Carlos Ghosn has been beside Nissan Motor Company Ltd. for 15 years. He was the reason why the automobile manufacturer had a miraculous comeback from troubled times in 2001 that were on the verge of ending in bankruptcy. Before Nissan, the businessman was already known as a successful shark in his industry as he managed to return Renault back on track after radical restructuring. However, Carlos Ghosn is going to step down from his position as the CEO of Nissan. His place will be taken by an internal executive.
In April, Carlos Ghosn aged 62 is stepping down from its CEO position at Nissan to allow a veteran internal executive, Hiroto Saikawa, to take up the reins. On the other hand, Ghosn will not leave the automobile manufacturer completely. He will remain an illustrious chairman of the company that will take up another mission with great responsibilities.
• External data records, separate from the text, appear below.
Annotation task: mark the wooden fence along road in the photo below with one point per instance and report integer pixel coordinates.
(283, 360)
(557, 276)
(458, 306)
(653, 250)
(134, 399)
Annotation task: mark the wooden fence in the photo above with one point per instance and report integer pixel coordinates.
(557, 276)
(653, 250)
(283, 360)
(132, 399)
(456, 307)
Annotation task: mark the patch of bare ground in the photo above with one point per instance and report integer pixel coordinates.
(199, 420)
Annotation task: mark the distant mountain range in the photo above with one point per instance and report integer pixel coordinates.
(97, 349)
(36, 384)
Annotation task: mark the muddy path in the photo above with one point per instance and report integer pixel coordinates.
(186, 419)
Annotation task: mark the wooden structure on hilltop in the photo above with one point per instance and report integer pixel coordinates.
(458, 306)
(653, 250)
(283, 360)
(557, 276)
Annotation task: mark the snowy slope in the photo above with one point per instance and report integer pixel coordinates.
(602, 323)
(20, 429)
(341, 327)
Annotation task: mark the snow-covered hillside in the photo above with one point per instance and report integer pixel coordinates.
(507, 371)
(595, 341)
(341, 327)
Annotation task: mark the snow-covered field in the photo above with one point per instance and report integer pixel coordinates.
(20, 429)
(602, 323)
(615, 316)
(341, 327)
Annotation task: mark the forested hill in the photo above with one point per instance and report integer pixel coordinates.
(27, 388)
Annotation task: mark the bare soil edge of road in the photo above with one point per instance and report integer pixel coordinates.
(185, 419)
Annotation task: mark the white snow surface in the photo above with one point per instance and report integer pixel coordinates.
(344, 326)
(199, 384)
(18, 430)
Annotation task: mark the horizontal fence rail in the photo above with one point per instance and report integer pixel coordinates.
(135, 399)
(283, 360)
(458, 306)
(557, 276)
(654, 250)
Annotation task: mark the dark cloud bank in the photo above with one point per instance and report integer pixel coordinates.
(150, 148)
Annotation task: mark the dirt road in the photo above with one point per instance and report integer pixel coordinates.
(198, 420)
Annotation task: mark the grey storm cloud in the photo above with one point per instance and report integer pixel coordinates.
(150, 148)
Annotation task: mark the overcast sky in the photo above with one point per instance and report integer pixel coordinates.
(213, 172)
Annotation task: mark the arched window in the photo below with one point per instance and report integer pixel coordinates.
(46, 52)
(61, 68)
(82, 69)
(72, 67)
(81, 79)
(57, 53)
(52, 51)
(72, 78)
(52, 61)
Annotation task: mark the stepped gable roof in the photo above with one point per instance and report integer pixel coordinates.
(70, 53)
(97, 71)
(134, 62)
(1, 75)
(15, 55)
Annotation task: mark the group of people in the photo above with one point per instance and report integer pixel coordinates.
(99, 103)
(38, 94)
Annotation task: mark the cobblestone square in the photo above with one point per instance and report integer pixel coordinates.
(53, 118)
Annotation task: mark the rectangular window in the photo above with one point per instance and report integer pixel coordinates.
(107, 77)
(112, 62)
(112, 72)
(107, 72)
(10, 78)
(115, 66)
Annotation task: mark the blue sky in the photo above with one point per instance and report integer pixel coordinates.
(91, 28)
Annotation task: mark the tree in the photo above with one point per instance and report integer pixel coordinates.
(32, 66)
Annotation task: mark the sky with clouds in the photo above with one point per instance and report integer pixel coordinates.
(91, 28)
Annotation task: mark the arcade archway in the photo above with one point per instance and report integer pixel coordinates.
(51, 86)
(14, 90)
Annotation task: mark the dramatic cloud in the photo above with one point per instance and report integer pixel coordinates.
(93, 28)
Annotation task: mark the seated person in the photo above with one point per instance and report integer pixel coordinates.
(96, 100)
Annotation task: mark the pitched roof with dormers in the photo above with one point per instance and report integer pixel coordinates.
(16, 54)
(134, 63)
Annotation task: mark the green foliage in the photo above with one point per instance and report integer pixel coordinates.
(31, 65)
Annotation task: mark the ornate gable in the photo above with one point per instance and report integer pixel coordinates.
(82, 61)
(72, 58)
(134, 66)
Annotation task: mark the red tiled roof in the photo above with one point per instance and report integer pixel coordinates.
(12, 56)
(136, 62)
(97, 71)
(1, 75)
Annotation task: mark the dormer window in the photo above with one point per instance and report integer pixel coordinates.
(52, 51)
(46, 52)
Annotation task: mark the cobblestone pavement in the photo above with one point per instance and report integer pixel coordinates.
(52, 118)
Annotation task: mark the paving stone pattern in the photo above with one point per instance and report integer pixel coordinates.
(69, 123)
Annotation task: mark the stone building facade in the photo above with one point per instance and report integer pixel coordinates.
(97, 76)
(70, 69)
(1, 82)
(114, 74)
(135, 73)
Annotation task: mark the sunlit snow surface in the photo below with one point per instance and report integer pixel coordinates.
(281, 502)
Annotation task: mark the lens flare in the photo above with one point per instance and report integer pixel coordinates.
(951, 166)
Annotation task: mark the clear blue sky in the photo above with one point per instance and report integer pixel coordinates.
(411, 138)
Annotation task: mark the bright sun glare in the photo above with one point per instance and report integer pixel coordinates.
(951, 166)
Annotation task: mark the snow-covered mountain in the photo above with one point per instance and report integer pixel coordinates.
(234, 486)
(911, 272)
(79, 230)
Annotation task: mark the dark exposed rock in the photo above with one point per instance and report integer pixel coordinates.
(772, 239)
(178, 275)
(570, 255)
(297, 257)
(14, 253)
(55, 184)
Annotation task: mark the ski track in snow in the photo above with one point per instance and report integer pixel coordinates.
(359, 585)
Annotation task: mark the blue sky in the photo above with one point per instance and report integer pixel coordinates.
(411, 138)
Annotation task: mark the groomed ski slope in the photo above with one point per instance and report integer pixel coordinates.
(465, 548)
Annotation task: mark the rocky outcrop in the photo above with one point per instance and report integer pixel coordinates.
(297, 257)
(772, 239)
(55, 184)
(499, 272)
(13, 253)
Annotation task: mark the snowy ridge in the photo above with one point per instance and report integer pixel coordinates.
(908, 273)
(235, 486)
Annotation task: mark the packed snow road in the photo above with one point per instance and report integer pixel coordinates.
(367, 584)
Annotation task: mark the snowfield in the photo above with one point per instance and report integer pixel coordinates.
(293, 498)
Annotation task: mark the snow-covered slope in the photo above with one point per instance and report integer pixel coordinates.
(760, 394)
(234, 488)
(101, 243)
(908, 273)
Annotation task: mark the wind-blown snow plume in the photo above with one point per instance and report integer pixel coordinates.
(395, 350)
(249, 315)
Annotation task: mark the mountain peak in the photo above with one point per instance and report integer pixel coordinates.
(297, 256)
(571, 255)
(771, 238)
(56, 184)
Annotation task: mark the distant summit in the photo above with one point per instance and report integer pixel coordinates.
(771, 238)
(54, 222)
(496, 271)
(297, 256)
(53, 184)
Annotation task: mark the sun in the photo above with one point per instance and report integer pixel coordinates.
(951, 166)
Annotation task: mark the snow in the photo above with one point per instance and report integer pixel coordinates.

His business expertise will always be remembered as the one that saved Nissan from bankruptcy back in 2001 and growing the organization into a global economic force. He is also appraised for the way he mitigated the alliance with Renault. A Japanese auto analyst, Takaki Nakanishi, responded to the question of what the future would look like without Carlos Ghosn to helm this alliance. His opinion is that Renault and Nissan are going to merge as a result of the pressure coming from the French government.
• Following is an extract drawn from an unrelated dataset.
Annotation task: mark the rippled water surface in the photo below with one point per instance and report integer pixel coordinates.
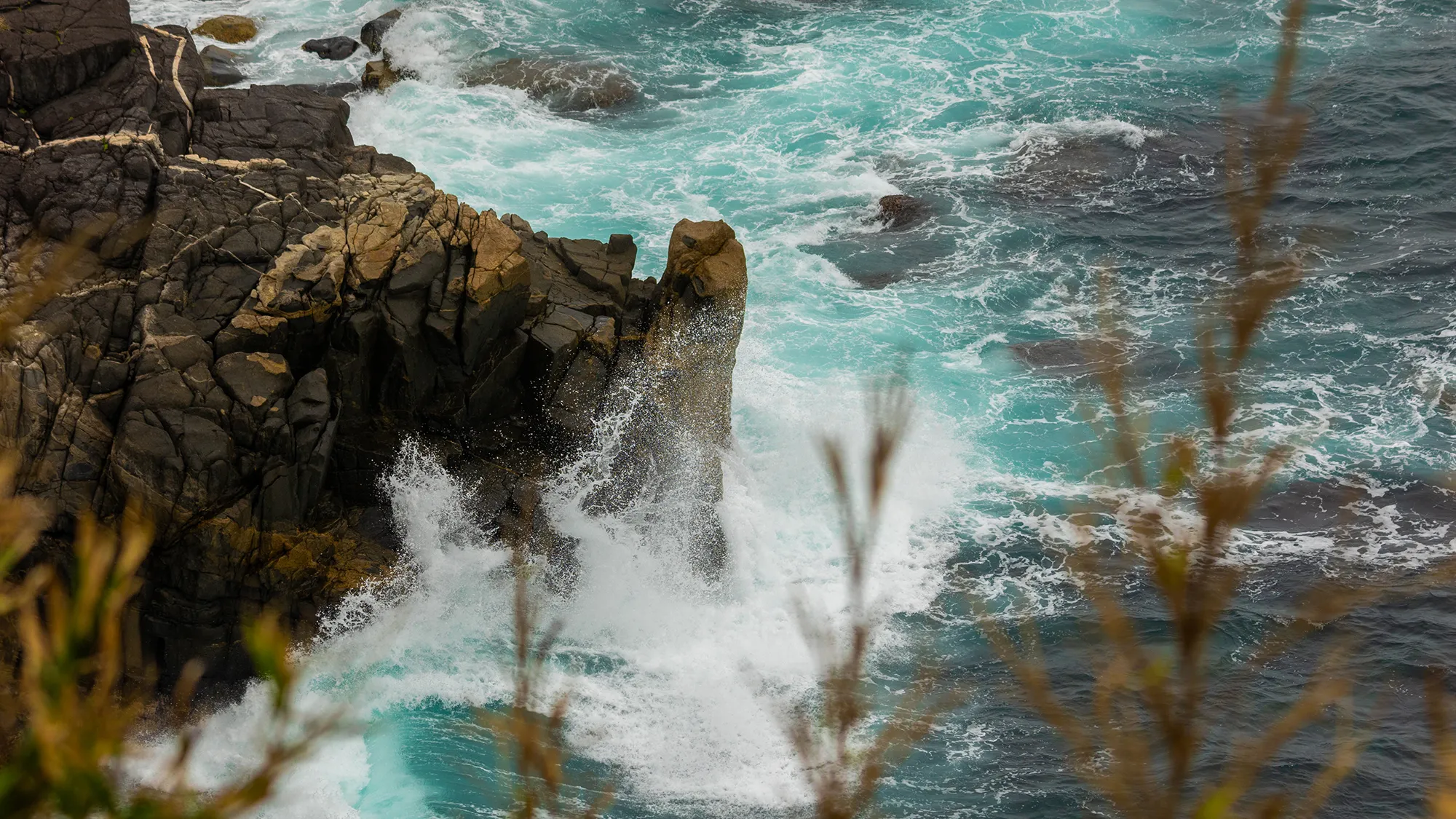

This announcement comes to no surprise. Carlos Ghosn has long ago announced that he desires to retire from the daily operations at Nissan. However, he stayed longer than expected as he was searching for the right successor. The businessman stated that he would continue to supervise the direction of the company on his own and within the Renault-Nissan-Mitsubishi alliance.
The veteran internal executive, Hiroto Saikawa, has an illustrious career that recommends him for the job. He has been beside Nissan for a long time now. When Ghosn arrived at the company back in 2001, Saikawa was sent to Europe together with a group of managers. Afterward, he climbed the career ladder as the new head of the European operations and replaced Ghosn in 2007 as head of U.S. operations.
Carlos Ghosn admitted that he appointed Saikawa as the co-CEO a year ago so as this internal executive to enjoy a closer look at how Nissan really works. The former CEO is confident that while he restores Mitsubishi to success, Saikawa will develop and protect Ghosn’s legacy.